In the intervening years, climate change should have added to the overall concern with sustainability. But a very strange shift occurred. Rather than a full suite of responses, action on climate change has come to revolve around renewable energy. Despite what some will tell you, this is scarcely the dawn of a new era, reflecting a lack of overall planning in the energy sector, rather than a balanced approach to energy sustainability. In other respects, nothing fundamental has changed. More people than ever are driving around in large fuel-inefficient vehicles. Land-clearing activity has begun to increase again.

Small groups that feel passionately about a particular issue can bring about major change when jurisdictional factors are in their favour.

It’s easy to point the finger of blame at farmers. But cities are important sources of vegetation, too. Bird populations are falling, because there are not enough trees to support them.
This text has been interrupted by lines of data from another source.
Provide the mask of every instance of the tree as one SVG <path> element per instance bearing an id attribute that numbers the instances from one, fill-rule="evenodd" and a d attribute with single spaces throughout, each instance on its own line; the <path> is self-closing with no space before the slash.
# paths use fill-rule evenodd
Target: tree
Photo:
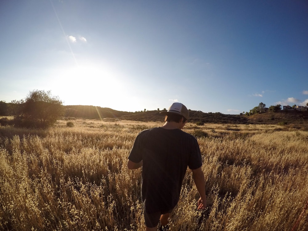
<path id="1" fill-rule="evenodd" d="M 51 126 L 63 115 L 64 108 L 58 96 L 48 91 L 34 90 L 26 98 L 22 110 L 22 118 L 27 125 L 39 127 Z"/>
<path id="2" fill-rule="evenodd" d="M 265 106 L 266 105 L 265 105 L 265 104 L 263 103 L 262 102 L 259 104 L 259 106 L 258 106 L 258 107 L 259 108 L 259 110 L 260 112 L 261 112 L 264 111 L 264 109 L 265 108 Z"/>
<path id="3" fill-rule="evenodd" d="M 0 116 L 8 116 L 8 104 L 5 101 L 0 101 Z"/>
<path id="4" fill-rule="evenodd" d="M 275 112 L 278 111 L 280 111 L 281 110 L 281 105 L 280 104 L 277 104 L 276 106 L 271 105 L 269 107 L 269 111 L 273 111 Z"/>

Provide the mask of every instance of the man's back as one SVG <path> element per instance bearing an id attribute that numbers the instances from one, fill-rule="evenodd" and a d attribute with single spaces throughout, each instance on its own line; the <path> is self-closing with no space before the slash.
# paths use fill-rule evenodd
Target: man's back
<path id="1" fill-rule="evenodd" d="M 161 128 L 140 132 L 128 158 L 134 162 L 143 160 L 141 196 L 148 213 L 173 208 L 187 166 L 195 169 L 202 164 L 193 136 L 179 129 Z"/>

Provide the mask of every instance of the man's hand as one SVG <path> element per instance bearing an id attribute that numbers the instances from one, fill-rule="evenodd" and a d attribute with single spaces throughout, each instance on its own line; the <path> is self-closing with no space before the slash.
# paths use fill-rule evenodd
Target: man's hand
<path id="1" fill-rule="evenodd" d="M 143 164 L 143 161 L 141 160 L 139 163 L 135 163 L 128 160 L 127 162 L 127 168 L 128 169 L 137 169 L 141 167 Z"/>
<path id="2" fill-rule="evenodd" d="M 205 209 L 206 207 L 206 199 L 204 200 L 201 197 L 199 198 L 198 200 L 198 208 L 197 209 L 198 210 Z"/>

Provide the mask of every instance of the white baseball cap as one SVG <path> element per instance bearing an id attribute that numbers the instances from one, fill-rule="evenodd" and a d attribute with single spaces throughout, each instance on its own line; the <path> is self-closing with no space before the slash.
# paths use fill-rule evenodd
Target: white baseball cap
<path id="1" fill-rule="evenodd" d="M 189 118 L 189 112 L 187 107 L 180 103 L 174 103 L 167 111 L 161 111 L 160 113 L 166 115 L 170 113 L 177 114 L 182 116 L 186 120 Z"/>

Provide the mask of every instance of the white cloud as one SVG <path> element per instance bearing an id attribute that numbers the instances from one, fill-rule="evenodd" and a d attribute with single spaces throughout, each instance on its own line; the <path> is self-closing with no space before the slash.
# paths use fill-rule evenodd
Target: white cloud
<path id="1" fill-rule="evenodd" d="M 236 109 L 227 109 L 227 111 L 229 111 L 229 112 L 231 111 L 234 111 L 234 112 L 238 112 L 240 111 L 240 110 Z"/>
<path id="2" fill-rule="evenodd" d="M 70 35 L 68 36 L 68 39 L 71 40 L 71 41 L 72 43 L 75 43 L 76 41 L 76 38 L 75 37 L 72 35 Z"/>
<path id="3" fill-rule="evenodd" d="M 278 101 L 278 102 L 276 102 L 276 104 L 280 104 L 282 106 L 286 106 L 289 104 L 291 106 L 293 106 L 294 104 L 298 104 L 300 106 L 302 106 L 302 105 L 304 106 L 306 105 L 306 104 L 305 103 L 304 104 L 303 104 L 306 101 L 308 101 L 308 99 L 306 99 L 303 103 L 300 103 L 300 100 L 299 99 L 293 97 L 290 97 L 288 98 L 286 100 L 283 99 L 282 101 Z"/>
<path id="4" fill-rule="evenodd" d="M 308 99 L 306 99 L 303 102 L 301 103 L 302 106 L 306 106 L 307 105 L 307 103 L 308 103 Z"/>
<path id="5" fill-rule="evenodd" d="M 86 38 L 82 36 L 80 37 L 79 38 L 79 39 L 81 40 L 83 42 L 87 42 L 87 39 L 86 39 Z"/>
<path id="6" fill-rule="evenodd" d="M 298 103 L 299 101 L 299 99 L 298 99 L 295 98 L 294 98 L 293 97 L 288 98 L 288 99 L 287 100 L 287 101 L 289 103 Z"/>
<path id="7" fill-rule="evenodd" d="M 253 94 L 253 96 L 257 96 L 257 97 L 263 97 L 263 95 L 261 95 L 261 94 Z"/>

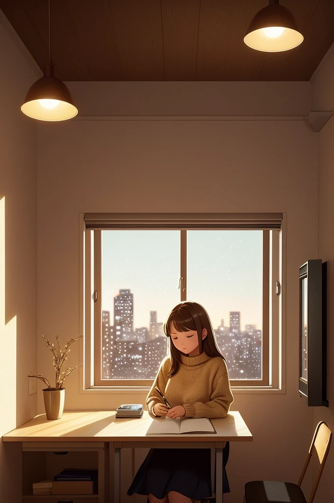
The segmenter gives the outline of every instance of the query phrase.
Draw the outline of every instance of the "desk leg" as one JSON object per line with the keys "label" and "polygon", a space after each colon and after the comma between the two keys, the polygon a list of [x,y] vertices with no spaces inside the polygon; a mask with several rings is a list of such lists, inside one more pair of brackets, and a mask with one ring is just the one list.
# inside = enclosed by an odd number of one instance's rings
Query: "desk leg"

Gardens are disappearing. Land development, or land exploitation to give it its correct title, remains the abiding interest, not just of big companies but of mum-and-dad developers up and down the land. Half the population owns investment properties. The other half wishes they did.

We are a happy, pragmatic, materialist lot and we are, properly, suspicious of precipitate change. But that does not mean we cannot combat the ideology of economic growth. The impetus for doing this need not come from the centres of power. Sometimes, ideas that make a difference come from unexpected places.

Indeed, given that the mind of the state needs to change, this seems the more likely scenario. After all, Christianity, a very novel set of notions for its time, came from what we would now call left field. Once people were convinced, even the Roman Empire was no match for the new way of thinking.